The time response of plasmonic sensors due to binary adsorption: analytical versus numerical modeling

Abstract

In order to allow for multiscale modeling of complex systems, we focus on various approaches to modeling binary adsorption. We consider multiple methods of modeling the temporal response of general plasmonic sensors. We start from the analytical approach. The kinetics of adsorption and desorption is modeled both as a first order reaction and as a second-order reaction. The criteria for their validity and the choice between them in the case of two-component adsorption are established.
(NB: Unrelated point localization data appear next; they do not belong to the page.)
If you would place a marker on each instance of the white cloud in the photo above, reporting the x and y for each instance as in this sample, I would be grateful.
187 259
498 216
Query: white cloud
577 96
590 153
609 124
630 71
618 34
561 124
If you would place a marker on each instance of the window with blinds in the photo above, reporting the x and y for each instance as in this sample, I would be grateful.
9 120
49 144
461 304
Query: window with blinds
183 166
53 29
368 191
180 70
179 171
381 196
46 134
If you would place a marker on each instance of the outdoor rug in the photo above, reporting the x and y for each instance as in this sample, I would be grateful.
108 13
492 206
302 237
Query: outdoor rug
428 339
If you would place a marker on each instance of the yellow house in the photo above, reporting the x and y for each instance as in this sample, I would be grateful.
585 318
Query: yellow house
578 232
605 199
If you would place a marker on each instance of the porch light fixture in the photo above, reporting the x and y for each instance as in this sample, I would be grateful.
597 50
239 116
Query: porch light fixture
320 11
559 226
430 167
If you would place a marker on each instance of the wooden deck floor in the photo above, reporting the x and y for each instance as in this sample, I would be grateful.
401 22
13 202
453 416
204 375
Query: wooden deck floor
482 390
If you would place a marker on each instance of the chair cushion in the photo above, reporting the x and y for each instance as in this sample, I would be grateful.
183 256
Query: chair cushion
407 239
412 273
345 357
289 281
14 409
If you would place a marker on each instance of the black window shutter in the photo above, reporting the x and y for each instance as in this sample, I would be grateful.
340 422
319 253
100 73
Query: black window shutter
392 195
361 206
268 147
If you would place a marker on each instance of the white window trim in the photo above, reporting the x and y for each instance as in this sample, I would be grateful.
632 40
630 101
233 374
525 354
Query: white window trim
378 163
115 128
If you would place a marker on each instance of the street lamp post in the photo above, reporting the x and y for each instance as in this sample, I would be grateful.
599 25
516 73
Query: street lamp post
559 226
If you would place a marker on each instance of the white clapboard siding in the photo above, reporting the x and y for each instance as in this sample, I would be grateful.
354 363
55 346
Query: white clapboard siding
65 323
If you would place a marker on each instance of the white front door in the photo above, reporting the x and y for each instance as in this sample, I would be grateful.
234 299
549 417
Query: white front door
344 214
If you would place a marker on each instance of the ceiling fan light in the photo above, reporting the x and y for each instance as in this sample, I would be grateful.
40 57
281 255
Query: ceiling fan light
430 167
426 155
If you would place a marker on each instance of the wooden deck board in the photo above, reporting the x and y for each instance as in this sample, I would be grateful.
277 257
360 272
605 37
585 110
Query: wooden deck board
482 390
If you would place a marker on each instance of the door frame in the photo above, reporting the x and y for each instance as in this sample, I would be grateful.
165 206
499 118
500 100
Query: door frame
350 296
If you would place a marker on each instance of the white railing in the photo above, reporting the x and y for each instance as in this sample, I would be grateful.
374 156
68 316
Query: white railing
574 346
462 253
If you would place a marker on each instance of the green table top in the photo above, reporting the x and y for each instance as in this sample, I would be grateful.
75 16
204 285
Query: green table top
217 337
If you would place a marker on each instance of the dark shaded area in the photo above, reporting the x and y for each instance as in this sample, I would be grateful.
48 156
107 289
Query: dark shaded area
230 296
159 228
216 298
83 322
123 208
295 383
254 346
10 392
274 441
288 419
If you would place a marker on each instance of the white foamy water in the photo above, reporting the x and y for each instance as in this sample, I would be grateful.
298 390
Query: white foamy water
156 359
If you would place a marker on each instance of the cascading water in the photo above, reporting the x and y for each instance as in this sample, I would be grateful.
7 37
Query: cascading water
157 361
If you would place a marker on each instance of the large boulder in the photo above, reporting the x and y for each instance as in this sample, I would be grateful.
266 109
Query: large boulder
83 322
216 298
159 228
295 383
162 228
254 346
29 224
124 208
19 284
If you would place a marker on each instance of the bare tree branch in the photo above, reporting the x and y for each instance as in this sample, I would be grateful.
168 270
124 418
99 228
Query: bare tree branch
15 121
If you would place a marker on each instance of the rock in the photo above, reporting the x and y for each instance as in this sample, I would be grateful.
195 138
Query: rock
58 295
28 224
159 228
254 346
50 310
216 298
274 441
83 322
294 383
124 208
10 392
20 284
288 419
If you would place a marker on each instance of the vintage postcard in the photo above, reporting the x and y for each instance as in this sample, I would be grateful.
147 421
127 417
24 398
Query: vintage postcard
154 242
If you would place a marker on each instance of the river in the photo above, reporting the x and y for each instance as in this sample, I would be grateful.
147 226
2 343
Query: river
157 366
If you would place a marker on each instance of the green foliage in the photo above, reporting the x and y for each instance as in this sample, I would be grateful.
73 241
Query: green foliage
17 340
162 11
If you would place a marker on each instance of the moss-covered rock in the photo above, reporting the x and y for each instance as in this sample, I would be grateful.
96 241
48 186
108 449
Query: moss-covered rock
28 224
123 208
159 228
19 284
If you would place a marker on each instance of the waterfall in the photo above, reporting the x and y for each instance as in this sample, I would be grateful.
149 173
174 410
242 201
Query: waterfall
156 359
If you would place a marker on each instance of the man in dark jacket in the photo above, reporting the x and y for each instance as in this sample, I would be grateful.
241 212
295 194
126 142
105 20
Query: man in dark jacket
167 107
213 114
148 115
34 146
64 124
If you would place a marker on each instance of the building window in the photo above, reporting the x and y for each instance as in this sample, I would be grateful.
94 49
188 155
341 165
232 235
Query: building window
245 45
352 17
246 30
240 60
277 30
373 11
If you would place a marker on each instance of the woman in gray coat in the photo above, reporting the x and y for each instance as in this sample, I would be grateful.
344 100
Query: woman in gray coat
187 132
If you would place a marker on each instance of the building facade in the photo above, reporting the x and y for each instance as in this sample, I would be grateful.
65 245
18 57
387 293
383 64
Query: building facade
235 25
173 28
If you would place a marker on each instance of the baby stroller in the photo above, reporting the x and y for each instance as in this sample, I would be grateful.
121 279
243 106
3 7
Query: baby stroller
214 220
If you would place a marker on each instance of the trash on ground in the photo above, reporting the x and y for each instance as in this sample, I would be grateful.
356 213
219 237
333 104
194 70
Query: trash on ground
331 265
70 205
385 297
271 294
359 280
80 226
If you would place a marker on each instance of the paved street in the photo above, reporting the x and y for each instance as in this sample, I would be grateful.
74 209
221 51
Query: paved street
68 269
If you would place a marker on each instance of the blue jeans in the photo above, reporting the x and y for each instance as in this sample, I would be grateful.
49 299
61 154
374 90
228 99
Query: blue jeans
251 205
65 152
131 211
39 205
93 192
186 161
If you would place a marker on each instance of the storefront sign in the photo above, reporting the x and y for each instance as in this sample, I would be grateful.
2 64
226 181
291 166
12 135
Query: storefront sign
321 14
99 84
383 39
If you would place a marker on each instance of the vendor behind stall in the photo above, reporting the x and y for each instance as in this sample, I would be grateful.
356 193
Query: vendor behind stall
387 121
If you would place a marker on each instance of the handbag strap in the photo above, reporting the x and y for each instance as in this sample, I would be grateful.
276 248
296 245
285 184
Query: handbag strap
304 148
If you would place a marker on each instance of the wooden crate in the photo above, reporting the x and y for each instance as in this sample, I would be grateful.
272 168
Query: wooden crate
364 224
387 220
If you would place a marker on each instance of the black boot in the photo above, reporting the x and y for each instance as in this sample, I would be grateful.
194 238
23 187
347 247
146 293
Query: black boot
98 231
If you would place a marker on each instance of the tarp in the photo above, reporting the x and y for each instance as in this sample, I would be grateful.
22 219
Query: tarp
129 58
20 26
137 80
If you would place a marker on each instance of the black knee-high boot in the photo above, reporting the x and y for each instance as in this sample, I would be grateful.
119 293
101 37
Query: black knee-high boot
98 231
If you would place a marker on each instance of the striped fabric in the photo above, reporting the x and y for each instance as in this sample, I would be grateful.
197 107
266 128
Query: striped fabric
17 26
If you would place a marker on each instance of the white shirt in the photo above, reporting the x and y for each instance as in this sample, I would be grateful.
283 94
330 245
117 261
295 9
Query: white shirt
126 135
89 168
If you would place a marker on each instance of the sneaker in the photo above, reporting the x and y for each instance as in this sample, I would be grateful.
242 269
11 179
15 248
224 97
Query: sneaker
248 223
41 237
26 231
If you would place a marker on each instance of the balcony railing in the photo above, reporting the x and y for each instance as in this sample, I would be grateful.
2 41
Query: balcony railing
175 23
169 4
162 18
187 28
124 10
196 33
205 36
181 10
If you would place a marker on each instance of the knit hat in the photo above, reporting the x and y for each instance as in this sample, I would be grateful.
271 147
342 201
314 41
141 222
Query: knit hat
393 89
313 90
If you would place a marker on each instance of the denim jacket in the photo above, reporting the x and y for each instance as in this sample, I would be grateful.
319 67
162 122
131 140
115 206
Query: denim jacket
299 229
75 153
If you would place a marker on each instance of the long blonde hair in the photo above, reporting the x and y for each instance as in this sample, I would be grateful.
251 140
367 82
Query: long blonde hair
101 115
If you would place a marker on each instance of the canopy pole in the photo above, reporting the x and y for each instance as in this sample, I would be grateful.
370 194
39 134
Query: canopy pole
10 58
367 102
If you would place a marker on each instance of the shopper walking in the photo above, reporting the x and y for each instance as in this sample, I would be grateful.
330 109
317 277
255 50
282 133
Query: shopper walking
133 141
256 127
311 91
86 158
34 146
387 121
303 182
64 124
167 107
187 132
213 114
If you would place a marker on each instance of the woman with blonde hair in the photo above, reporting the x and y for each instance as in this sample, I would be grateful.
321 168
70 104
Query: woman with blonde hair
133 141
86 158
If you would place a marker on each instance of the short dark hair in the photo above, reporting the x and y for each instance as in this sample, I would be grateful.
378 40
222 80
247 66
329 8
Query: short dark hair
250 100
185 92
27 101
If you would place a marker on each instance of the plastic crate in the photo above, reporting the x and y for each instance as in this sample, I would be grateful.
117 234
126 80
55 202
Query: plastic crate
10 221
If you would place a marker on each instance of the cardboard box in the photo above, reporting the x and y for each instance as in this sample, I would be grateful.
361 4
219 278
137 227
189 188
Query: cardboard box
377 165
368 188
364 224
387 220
Due to the nonlinearities of the second-order reactions and the lack of their analytical solutions, computer-aided modeling is considered next, also in multiple ways: the employment of numerical solvers, fitting of experimental results, the stochastic simulation algorithms and the employment of artificial neural networks (ANN). The examples we present illustrate the advantages and disadvantages of the particular approaches. The goal is to aid the concurrent multiscale modeling of adsorption-based devices. Machine learning in ANN performed here is used to estimate the equilibrium values of adsorbed quantities. The obtained results show that to train an ANN for the estimation of the equilibrium adsorption quantities the Levenberg–Marquardt and the Bayesian regularization algorithms are less efficient than the quasi-Newton BFGS (Broyden–Fletcher–Goldfarb–Shanno) algorithm.